星さんと私がよぶのは、朝日新聞編集委員星浩氏。そう、日曜日の田原総一朗の「サンデープロジェクト」にコメンテーターとして登場している人物です。
少し、その星さんのいうところを引用してみましょう。

自民、民主両党が政権を争う事実上、初めての総選挙。基本的には勝った方が政権に就き、首相を取り、政策を実現する。まさに天下分け目の戦いだ。政治家同士の真剣勝負を期待しよう

ということなのですが、ほとんど有権者の意識と乖離していると私は思います。
たしかに今回の選挙にあたって、自民党はダメだと思う人が多いのは事実。世論調査でそのことははっきりしています。同時に、この種の調査が示しているのは、自民党に代わりうる政党として民主党なのかといえばそうではなく、ある意味で(有権者は)消極的選択に甘んじているというところでしょう。

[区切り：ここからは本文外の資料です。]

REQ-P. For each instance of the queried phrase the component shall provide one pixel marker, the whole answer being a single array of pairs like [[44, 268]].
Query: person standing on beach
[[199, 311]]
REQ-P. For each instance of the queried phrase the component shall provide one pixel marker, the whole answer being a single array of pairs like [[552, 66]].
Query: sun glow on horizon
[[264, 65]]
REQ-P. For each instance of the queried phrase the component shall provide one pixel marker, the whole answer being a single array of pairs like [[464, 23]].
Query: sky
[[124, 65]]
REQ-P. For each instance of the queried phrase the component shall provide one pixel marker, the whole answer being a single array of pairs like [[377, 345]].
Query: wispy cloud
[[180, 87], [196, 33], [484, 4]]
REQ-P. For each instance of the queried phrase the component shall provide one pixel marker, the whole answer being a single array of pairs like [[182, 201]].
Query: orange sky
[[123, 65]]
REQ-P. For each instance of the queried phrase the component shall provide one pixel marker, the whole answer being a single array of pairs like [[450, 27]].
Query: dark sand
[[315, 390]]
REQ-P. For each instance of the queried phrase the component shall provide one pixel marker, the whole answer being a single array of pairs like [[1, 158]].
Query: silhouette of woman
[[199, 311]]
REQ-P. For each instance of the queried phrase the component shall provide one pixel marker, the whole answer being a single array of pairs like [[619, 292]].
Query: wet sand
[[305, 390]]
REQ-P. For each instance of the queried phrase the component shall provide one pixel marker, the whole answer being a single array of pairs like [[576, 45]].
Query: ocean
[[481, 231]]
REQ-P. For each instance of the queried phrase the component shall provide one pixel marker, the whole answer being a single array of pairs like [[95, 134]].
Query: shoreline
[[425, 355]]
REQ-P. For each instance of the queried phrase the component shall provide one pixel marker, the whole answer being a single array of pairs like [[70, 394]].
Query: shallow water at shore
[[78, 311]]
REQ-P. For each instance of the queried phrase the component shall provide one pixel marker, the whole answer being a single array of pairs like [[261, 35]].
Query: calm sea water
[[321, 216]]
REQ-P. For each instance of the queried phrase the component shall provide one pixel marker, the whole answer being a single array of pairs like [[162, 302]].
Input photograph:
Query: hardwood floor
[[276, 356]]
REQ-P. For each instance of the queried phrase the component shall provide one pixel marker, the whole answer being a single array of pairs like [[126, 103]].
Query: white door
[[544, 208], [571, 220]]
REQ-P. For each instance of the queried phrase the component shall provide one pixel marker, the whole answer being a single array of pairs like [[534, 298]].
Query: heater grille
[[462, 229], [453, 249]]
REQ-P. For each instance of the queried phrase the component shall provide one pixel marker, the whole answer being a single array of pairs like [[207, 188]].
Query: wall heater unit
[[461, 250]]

私にいわせれば、消極的選択であるにせよ民主党に落ち着くようにセットされているという意味で、二大政党制を志向してきた支配層の思惑は保持されている、このことが重大ではないかとも思えるのですが、しかし、当初の二大政党制のねらいは、今日にいたって、事実上やや修正を迫られているようにも思える。事実をあげてみれば、昨年の参院選後の、福田・小沢の大連立密室協議は、少なくとも自民・民主で政権を維持し続けるという意味での二大政党制の本来の目的を根底から崩すものであったはずです。そして、今日。自民党の次期選挙での退潮を誰もが否定しない状況の下で、自民、あるいは民主党の周辺で何が起こっていて、私たち有権者の前に示されているのでしょうか。
どんな形で結実するのか、それを今の段階で予測するのは並大抵ではありませんが、少なくとも、従来の自民党民主党の枠組みを超えたところで、新しい政党の姿というものを模索され議論せざるをえないところに、自民党は、そして民主党もまた追い込まれている、これが率直な感想です。
つまり、二大政党は変容を迫られているということでしょう。

もっと以前に遡ってもいえることなのですが、ごく最近でいえば、舛添氏が製造業での派遣を否定するかのような、あるいは企業の内部留保の活用に言及するような河村官房長官の発言は、「自民党は、そして民主党も追い込まれている」と私がのべたこととけっして無関係でないように思えるのです。もはや自民、民主を区別する意味すらない、事態はこのような地点まで進んでいるというのが私の見立てです。両党の境界は、事実上溶解して区別がつかないといえる。
たとえば、河村氏の発言が仮に本音だとすると、民主党はこれにどう応えられるか。答えは、ノーです。民主党の立場では、内部留保を取り崩せとはいえない。そんな方針すらもっていないのですから。すなわちこれは、これまでの自民党の立場と同じものです。発言が逆に本音から出たものでないとしても、民主党はおそらくこれに反論すらしないでしょう。

こういうふうに考えた上で星氏の文章に戻れば、星氏のいうところはまるで絵空事に思えます。まったくの虚構の対決だといいきってもよい。
そんな架空の対決を強調するより、今は、まさに日々、深刻化している景気悪化にたいする具体的な対応、そこに政治が手を差し伸べなければならないのでしょう。たとえば、それは、解雇拡大をこれ以上、広げないことで全党が一致することではないか。それに反対する政党があれば、その政党に総選挙で明確に審判を下す。これこそ、星氏がいう私たちが「試されている」ことではないでしょうか。